A Caffeine Boost for Battery Performance

Ally Winning, European Editor, PSD



Ally Winning, European Editor, PSD

­For most people, there’s nothing that gives you a kick in the morning like a strong cup of coffee or tea. However, it might not be only humans that caffeine can invigorate, batteries could get a performance boost out of those drinks too. Researchers looking for new battery materials have found both tea and coffee to offer properties that can help batteries perform better. In a story that was initially covered in a PSD blog two years ago, we reported on scientists at University of Indonesia’s Faculty of Engineering, Metallurgy and Materials Engineering Department (DTMM FTUI) who had turned coffee grounds into graphene to increase the conductivity of lithium titanate oxide. Additionally, they also turned coconut shell waste into active carbon for use in the anode. Together, these materials helped improve Li-ion battery charging times and made the batteries safer by reducing the possibility of short circuits during charging. These benefits were achieved because the nanoparticles of graphene produced using coffee grounds have a larger surface area, which allows more ions to pass through the material than in conventional batteries, and therefore provide better energy flow.

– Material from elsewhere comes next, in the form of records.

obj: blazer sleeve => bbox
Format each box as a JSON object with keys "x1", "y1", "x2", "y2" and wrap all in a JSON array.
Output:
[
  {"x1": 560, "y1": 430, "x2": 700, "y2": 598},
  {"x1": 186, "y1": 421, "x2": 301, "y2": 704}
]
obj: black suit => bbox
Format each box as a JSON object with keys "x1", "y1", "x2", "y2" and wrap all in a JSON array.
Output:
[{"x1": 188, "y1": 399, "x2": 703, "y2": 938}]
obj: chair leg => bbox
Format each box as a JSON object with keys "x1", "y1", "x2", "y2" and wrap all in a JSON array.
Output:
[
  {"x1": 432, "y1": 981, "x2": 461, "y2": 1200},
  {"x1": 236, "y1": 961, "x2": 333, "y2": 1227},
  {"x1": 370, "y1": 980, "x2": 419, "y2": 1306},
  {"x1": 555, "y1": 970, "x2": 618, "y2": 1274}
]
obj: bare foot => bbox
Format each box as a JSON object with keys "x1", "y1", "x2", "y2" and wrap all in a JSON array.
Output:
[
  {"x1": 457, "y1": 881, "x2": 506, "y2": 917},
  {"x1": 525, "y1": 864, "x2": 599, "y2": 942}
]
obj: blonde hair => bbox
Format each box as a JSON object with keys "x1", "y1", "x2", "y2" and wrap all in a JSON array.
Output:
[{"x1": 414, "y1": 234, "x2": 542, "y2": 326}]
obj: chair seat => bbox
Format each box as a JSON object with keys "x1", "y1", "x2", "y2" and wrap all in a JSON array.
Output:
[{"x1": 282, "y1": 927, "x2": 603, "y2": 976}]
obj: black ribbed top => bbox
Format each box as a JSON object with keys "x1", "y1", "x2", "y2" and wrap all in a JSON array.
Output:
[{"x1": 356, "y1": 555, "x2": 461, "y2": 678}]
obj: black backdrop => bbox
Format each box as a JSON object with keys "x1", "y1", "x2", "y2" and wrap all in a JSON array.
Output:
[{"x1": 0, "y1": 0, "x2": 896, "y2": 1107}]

It was an interesting story, and I thought that was the last time I’d read about coffees and batteries in the same article. However, recently another story popped up on my newsfeed about a research team from Kazakhstan and South Korea taking advantage of the elements left in the coffee grounds after the coffee has been brewed to improve the performance of sodium-ion batteries. The researchers synthesized pyrolytic hard carbon from the grounds and then used the material to enhance the electrochemical performance of the anode in sodium-ion batteries. The synthesis of P-doped hard carbon used coffee grounds as a precursor and phosphoric acid as the doping agent. They then performed tests using different concentrations of the acid to determine the optimal doping level that would maximize the incorporation of phosphorus ions into the carbon framework.

Closely following that article, a further story popped about how another team of researchers had been using tea leaves for a similar purpose. Using a technique that sounded similar to the one in the previous paragraph, the scientists from Harvard had used tea leaves to create an affordable and sustainable sodium-ion battery anode. High temperatures converted raw tea leaf stems into hard carbon. It was then treated with acid to lower capacity loss. The porous material that they created, named TS-1400-Hcl, allows for better electrolyte penetration and absorption of sodium ions. It provided a 70% increase in initial capacity, along with 91% higher efficiency in the first charge-discharge cycle. It also offered between seven to nine times greater longevity. The new anode lasted over 1,000 cycles with an energy density comparable to commercial Li-ion batteries.

It is amazing that scientists can help the drive to sustainability by using waste material to improve battery performance. Millions of tons of coffee grounds and tea leaf stems are dumped every year, so there would be no shortage of raw material to use. Tomorrow, I’ll drink a toast to those scientists with my morning coffee.